Нет. Не хочу просить прощенья,

Мне не за что виниться перед ней.

Котел наполнен мой жестким вдохновеньем

От равнодушия возлюбленной моей.

Мне очень трудно пресмыкаться

И в сладкие надежды с ней играть.

Сплошной обман, сплошное верхоглядство…

Моих отчаянных молитв ей не понять.

Уже устал от постоянных обвинений:

"Ты эгоист! Совсем не слушаешь других!

С тобою воздухом дышать – уже погибель!

Себя считаешь выше остальных!"

Как больно это слышать, представляешь?

А ведь она не смотрит в душу мне…

Не видит нежных глаз моих туманы,

Не понимает чувств моих мотив.

Спроси: "Зачем она тебе?" – отвечу:

"Любовь частенько создает проблемы мне,

Но в этой девушке лишь я, наверно, вижу

Цветок, с которым хочется цвести".

Увы, она меня не понимает,

Мое внимание, наивная, как Крест воспринимает.

"Что хочешь от нее?" – вокруг все вопрошают.

"Не знаю, что! Меня ей убивают!"

…Хотя на самом деле мне хватило б

Ее улыбки, когда встретимся в обед,

Какой–то нежности в телодвиженьях,

И пряной горсточки прощения обид…

Третья строфа особенно выстрадана – не знаю, за что меня считают эгоистичной мразью.

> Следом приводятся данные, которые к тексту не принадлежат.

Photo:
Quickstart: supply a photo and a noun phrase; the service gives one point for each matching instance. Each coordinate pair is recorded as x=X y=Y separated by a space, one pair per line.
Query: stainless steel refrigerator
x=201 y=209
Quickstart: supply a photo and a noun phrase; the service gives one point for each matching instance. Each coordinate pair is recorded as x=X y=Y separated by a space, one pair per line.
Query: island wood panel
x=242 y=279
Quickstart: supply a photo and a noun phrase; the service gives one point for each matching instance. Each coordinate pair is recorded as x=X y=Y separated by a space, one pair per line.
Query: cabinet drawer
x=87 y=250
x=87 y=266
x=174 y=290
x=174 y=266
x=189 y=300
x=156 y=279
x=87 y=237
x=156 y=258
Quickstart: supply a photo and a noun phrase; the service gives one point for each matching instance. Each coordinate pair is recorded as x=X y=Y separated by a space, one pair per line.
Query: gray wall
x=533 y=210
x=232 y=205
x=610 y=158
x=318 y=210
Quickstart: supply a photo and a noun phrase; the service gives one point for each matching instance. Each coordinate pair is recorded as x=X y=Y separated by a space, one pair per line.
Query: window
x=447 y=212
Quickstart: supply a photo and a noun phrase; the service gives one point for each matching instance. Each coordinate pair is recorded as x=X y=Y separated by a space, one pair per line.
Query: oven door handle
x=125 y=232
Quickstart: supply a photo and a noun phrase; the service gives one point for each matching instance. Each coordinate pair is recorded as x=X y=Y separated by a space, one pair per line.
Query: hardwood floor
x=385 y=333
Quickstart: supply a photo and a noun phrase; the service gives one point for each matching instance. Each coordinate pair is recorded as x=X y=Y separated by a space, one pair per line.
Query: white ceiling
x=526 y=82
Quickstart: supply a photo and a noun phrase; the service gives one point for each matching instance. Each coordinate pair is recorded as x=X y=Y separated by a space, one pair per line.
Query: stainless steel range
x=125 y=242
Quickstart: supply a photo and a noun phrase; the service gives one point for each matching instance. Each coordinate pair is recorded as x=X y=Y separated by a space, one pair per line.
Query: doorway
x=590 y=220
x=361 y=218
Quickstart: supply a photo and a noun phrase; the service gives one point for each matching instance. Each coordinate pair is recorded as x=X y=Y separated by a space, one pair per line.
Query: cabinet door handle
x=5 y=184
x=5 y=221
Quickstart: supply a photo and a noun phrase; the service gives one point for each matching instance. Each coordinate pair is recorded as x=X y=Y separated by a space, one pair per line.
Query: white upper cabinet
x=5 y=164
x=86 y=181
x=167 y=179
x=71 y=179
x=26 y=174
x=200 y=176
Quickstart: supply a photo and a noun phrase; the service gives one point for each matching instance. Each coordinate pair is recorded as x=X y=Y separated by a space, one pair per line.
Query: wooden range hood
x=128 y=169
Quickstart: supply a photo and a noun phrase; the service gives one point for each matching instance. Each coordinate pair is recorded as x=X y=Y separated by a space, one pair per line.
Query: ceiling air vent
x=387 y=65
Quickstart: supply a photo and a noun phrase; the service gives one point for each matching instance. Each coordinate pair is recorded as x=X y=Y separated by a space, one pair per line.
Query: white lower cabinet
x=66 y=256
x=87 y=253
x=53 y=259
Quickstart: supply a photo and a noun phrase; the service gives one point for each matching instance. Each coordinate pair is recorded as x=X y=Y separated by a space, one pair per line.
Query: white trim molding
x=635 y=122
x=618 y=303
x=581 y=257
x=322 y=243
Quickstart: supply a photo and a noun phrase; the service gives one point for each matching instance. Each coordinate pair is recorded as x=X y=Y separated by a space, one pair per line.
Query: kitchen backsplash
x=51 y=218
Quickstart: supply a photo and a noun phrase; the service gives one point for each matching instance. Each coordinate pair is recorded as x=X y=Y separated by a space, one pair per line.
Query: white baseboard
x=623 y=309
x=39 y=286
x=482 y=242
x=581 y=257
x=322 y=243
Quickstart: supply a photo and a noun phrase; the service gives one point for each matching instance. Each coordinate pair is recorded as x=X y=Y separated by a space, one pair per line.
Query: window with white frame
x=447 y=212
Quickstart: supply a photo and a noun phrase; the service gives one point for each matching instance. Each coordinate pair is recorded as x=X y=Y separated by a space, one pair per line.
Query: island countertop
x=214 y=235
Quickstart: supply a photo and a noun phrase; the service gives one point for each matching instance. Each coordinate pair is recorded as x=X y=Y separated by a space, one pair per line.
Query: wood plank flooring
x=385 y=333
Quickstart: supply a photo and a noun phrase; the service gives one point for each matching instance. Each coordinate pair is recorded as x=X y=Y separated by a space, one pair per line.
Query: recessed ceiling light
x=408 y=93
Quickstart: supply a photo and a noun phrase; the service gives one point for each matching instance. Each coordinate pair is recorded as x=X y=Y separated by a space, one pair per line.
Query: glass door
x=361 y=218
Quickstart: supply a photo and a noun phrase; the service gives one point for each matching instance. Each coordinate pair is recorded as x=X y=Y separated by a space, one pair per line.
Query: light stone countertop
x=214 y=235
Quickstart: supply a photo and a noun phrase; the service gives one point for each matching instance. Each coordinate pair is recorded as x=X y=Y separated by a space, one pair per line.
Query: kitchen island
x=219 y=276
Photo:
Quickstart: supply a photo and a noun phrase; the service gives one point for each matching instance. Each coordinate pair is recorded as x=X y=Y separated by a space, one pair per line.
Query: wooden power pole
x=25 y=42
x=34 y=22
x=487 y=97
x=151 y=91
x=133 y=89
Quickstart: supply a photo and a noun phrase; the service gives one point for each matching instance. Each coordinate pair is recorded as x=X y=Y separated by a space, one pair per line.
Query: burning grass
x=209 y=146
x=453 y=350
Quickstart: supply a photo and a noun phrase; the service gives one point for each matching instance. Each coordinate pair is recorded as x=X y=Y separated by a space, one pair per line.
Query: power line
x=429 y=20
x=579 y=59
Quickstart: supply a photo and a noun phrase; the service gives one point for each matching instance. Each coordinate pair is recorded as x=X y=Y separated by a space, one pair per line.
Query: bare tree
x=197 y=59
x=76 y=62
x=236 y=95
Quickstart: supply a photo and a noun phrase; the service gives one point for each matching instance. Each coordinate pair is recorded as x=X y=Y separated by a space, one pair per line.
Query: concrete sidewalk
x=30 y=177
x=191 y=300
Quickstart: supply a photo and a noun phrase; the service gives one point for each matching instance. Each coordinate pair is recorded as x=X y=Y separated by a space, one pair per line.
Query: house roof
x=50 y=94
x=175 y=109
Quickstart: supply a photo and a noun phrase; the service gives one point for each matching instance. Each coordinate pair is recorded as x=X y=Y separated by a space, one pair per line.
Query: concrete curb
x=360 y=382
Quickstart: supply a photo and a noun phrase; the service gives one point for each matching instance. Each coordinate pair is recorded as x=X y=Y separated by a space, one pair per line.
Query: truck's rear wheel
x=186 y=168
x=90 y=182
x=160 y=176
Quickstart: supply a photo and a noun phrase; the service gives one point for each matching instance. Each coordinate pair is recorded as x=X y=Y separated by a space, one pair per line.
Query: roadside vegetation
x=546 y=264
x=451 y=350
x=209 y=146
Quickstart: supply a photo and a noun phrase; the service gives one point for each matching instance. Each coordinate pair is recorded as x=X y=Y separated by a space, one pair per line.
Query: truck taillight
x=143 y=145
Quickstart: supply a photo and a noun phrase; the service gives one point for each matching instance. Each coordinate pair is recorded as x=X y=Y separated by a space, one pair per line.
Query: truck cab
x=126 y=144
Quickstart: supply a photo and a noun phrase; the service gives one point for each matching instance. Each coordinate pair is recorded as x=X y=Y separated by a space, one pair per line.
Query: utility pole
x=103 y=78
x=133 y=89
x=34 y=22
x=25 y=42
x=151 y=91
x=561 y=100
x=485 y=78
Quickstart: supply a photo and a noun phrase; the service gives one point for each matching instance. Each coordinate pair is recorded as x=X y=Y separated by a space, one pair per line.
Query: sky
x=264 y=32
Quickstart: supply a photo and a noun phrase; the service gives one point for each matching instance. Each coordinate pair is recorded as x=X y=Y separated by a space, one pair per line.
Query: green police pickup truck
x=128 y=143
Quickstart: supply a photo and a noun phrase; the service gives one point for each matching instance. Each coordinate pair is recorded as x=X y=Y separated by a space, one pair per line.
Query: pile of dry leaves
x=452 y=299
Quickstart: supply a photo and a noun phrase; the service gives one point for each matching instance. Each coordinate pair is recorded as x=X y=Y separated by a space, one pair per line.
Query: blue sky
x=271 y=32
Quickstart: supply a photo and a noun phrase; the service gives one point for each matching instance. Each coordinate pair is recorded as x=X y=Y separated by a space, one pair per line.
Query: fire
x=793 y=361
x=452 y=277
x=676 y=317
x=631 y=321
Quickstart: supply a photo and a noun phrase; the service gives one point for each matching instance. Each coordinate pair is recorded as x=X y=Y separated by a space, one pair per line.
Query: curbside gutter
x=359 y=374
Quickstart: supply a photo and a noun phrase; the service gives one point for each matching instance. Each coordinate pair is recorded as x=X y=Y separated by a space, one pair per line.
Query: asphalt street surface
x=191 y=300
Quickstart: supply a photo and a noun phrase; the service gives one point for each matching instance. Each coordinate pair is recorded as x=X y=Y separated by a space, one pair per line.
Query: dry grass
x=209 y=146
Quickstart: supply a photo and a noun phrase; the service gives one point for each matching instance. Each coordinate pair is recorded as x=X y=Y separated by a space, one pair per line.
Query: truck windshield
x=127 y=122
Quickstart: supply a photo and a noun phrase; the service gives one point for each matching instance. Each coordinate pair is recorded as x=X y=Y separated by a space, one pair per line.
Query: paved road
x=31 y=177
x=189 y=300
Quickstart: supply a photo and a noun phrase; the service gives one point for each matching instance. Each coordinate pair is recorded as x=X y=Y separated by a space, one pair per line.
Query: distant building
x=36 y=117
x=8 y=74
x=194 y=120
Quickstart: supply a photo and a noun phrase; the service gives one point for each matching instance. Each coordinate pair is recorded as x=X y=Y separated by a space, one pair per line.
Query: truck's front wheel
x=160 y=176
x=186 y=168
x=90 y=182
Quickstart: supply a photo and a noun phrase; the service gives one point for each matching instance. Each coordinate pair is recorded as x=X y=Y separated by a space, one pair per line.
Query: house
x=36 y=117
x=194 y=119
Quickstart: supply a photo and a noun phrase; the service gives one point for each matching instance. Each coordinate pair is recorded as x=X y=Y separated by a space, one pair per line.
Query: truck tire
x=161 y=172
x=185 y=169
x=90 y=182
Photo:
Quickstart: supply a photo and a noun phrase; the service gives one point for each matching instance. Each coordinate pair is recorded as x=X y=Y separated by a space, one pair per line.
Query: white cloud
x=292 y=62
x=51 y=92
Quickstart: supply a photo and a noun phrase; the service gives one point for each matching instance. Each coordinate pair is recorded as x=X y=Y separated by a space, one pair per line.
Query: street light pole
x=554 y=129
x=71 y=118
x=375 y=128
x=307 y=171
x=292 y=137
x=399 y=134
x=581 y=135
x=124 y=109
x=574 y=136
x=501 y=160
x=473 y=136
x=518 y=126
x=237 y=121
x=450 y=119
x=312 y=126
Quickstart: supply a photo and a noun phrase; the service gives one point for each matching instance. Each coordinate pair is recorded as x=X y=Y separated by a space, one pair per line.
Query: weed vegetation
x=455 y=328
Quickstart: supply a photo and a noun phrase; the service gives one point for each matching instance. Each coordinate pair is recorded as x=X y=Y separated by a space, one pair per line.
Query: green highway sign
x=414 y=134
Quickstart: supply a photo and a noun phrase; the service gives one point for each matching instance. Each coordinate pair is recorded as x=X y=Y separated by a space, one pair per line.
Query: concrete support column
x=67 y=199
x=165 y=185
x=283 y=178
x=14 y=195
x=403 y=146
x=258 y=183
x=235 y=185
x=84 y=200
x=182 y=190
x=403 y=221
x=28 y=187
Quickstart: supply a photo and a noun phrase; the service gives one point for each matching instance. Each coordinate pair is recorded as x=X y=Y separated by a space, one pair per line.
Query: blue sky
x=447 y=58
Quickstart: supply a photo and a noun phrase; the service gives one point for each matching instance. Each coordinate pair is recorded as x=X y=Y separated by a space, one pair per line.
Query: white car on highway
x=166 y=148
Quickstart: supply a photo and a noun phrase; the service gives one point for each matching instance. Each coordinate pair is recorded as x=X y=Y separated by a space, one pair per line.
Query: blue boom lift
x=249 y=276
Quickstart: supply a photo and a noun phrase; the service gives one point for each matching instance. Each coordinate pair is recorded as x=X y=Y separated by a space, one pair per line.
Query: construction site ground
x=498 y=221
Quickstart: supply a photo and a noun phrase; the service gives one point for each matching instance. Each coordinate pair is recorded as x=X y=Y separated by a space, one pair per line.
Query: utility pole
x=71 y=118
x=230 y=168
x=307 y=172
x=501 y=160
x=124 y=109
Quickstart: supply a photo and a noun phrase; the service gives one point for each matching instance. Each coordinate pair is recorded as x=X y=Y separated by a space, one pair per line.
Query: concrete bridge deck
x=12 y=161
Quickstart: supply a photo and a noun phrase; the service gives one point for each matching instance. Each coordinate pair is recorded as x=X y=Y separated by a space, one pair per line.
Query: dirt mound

Может быть, плохо наблюдают за моими реальными делами, отдавая предпочтение и правда высокомерным словам… Еще одно, на мой взгляд, потрясающее стихотворение, продиктованное воспаленными чувствами разбитого и отвергнутого человека:

Наш мир абсурден, люди в нем глупы:

Стремятся вечно обрести свободу,

И выход обнаружить из своей тоски,

Отмеривая всех по личному шаблону.

Забыты идеалы гуманизма,

А сострадание скатилось вниз.

Вперед выходят цели эгоизма,

И возродилось поведение актрис.

Кому цепочка жемчуга двойная,

Кому бездушной парфюмерии набор,

Кто–то в восторге от гранатового чая,

Кто–то отдастся за дешевенький фарфор.

Но сложно обнаружить человека,

Готового понять порыв души,

Способного достроить Божий вектор,

Ведущий на дорогу из глуши.

Слепого чувства никому не надо,

А преданность свою закутайте в плащи!

Они убьют любовь не сожалея,

Сказав на кладбище: «Он заказал такси…»

Главная проблема – непонимание… Вы, должно быть, спросите (и сделайте довольно справедливо) – что ты суешь нам свои стишки? Ну, во–первых, я считаю их довольно милыми. Во–вторых, это мой труд, что хочу, то и делаю. В–третьих, чисто литературно от них есть смысл, хоть я вам намерено и не рассказывал об отношениях с Риммой детально, потому лишь, что на самом деле мне от нее нужна была только моральная поддержка и какая–то опора… Но об этом ниже.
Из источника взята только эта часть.